A lonely postman learns that he’s about to die—and reflects on life as he bargains with a Hawaiian-shirt–wearing devil.
The 30-year-old first-person narrator in filmmaker/novelist Kawamura’s slim novel is, by his own admission, “boring…a monotone guy,” so unimaginative that, when he learns he has a brain tumor, the bucket list he writes down is dull enough that “even the cat looked disgusted with me.” Luckily—or maybe not—a friendly devil, dubbed Aloha, pops onto the scene, and he’s willing to make a deal: an extra day of life in exchange for being allowed to remove something pleasant from the world.
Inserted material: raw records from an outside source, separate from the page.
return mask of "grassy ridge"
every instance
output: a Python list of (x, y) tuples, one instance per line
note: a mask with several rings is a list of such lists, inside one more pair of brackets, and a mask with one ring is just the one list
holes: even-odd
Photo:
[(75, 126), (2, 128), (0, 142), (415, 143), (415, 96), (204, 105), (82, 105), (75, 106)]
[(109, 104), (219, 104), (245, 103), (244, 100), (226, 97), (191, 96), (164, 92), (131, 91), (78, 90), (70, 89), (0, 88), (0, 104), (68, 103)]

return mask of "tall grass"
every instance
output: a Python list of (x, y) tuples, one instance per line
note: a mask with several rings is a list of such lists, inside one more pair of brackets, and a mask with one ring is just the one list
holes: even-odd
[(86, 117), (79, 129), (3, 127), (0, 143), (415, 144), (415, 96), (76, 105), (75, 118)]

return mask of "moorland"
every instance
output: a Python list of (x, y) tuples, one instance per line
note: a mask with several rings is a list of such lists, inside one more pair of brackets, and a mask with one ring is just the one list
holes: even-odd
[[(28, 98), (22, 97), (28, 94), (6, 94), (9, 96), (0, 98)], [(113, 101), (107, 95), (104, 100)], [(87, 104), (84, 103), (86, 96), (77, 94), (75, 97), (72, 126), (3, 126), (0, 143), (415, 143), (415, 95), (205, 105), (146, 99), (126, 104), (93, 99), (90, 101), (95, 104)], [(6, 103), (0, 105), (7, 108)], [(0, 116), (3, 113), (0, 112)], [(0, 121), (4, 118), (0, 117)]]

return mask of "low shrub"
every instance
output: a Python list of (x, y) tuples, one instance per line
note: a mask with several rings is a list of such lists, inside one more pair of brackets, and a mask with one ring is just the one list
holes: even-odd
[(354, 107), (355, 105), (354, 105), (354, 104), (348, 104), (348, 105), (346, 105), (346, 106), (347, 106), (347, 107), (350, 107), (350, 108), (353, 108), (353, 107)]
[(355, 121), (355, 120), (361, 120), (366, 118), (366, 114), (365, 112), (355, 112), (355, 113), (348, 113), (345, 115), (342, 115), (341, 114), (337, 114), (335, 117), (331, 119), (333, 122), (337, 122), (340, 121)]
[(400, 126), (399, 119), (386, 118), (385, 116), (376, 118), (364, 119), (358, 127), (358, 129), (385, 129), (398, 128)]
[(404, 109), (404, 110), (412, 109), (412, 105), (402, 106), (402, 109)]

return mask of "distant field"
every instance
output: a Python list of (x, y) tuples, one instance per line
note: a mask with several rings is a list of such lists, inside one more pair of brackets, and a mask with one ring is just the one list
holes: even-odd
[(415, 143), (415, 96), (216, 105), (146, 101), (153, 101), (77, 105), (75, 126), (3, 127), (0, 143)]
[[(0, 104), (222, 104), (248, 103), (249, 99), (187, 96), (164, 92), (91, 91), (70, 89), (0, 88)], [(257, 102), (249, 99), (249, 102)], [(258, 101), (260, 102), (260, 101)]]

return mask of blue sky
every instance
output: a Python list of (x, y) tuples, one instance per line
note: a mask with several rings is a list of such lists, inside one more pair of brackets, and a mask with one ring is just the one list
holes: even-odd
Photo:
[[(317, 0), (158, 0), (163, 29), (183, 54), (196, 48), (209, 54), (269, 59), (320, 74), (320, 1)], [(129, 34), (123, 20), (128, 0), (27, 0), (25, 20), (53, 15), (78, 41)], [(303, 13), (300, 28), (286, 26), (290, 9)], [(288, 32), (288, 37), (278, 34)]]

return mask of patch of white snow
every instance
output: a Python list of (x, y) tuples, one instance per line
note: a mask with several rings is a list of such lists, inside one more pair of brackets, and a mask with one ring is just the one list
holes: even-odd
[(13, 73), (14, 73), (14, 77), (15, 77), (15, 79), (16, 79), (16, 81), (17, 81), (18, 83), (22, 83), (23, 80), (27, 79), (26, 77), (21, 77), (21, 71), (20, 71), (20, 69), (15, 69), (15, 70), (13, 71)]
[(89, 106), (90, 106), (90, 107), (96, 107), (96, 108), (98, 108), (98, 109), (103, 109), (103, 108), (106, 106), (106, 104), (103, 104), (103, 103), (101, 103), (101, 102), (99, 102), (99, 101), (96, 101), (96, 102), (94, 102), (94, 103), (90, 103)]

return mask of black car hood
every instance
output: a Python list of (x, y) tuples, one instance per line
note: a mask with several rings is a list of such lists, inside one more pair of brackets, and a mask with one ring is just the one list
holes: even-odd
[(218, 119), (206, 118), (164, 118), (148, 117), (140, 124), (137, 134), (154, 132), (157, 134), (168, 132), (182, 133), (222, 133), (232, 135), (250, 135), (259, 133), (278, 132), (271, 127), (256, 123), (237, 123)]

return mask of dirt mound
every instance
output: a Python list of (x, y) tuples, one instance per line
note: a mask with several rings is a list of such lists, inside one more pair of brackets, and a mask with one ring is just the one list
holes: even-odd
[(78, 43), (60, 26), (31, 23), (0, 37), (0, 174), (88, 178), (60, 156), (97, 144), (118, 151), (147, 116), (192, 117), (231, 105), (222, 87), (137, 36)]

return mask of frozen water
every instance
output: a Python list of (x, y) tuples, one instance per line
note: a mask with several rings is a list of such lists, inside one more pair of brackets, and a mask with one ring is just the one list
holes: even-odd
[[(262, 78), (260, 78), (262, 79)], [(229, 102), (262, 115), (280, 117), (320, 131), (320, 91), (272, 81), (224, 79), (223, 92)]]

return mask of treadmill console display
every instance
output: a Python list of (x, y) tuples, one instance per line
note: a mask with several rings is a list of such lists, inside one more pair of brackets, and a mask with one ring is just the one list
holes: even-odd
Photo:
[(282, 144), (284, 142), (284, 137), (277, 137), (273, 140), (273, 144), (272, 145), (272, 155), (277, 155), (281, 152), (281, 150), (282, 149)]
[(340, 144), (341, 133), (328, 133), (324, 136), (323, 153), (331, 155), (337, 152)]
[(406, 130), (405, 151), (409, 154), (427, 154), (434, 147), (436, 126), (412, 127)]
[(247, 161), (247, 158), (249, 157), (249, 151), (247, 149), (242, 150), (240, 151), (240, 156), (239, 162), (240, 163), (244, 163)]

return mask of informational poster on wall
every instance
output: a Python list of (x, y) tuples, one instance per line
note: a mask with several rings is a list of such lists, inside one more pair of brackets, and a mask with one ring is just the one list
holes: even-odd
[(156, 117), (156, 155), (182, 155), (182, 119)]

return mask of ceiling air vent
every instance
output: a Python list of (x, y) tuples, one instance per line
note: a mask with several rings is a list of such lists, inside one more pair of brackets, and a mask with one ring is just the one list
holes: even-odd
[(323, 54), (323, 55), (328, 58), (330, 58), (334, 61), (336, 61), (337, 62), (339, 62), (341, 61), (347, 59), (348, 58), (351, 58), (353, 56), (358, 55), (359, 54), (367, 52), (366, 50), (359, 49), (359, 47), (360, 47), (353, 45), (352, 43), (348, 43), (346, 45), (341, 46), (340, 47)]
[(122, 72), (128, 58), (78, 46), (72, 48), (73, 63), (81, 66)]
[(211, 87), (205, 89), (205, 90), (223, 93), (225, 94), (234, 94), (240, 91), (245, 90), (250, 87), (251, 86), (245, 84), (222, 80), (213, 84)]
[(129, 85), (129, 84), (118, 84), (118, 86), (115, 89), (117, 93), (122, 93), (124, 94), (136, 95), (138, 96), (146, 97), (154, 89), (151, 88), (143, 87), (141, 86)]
The first thing excised is phones, which goes well enough. (The narrator is pleasantly surprised to find that “people seemed to have no problem finding something to fill up their free time.”) But deals with the devil do have a way of getting complicated. This leads to shallow musings (“Sometimes, when you rewatch a film after not having seen it for a long time, it makes a totally different impression on you than it did the first time you saw it. Of course, the movie hasn’t changed; it’s you who’s changed") written in prose so awkward, it’s possibly satire (“Tears dripped down onto the letter like warm, salty drops of rain”). Even the postman’s beloved cat, who gains the power of speech, ends up being prim and annoying. The narrator ponders feelings about a lost love, his late mother, and his estranged father in a way that some readers might find moving at times. But for many, whatever made this book a bestseller in Japan is going to be lost in translation.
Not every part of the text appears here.